Developing NMR Methods for the Detection of Ligand Molecules
Small-molecule ligands are critical players in the chemistry of life. In the role of substrates, cofactors, solvent or inhibitors, they steer the activities of proteins.
Ideally, we would like to single out a small ligand from a large biomolecular complex – even if their sizes lie orders of magnitude apart – and follow the fate of the ligand during chemical and structural transformations. This would allow us to tackle diverse research problems, from fundamental mechanistic enzymology to the design of drug molecules
NMR is one of the few experimental techniques to achieve this under near-native conditions, and at high spatial resolution, while accounting for molecular motions and heterogeneity. We routinely apply solid-state NMR under magic-angle spinning to investigate large enzymes in complex with substrates and inhibitors, often in a time-resolved manner.
Nature Chemistry (2024), Biochem Soc Trans (2021), J. Am. Chem. Soc. (2020), ACS Chem. Neurosci. (2018).
Sometimes we prefer to perform experiments in solution, for example small-molecule screens. Current NMR techniques face challenges when detecting small molecules within large complexes due to sensitivity and resolution limitations. Optimisation of isotope labelling and spectroscopic strategies has pushed the limits of routine protein-observed NMR into the range of hundreds of kilodaltons. Yet these solutions are not transferable to the small-molecule space due to its different chemical build-up.

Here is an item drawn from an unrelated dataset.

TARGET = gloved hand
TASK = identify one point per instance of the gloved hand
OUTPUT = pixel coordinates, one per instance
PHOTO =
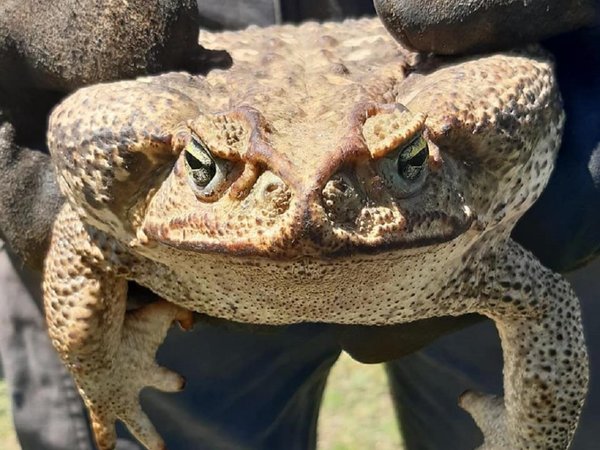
(48, 49)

We want to cover this blind spot with novel tools for ligand-detected NMR. We capitalize on late-stage and biorthogonal isotope labelling strategies for small molecules, inspired by organic chemistry, in conjunction with relaxation interference phenomena. Our long-term goal is to make ligand-observed NMR of large biomolecular complexes as straightforward and efficient as protein-observed NMR is today.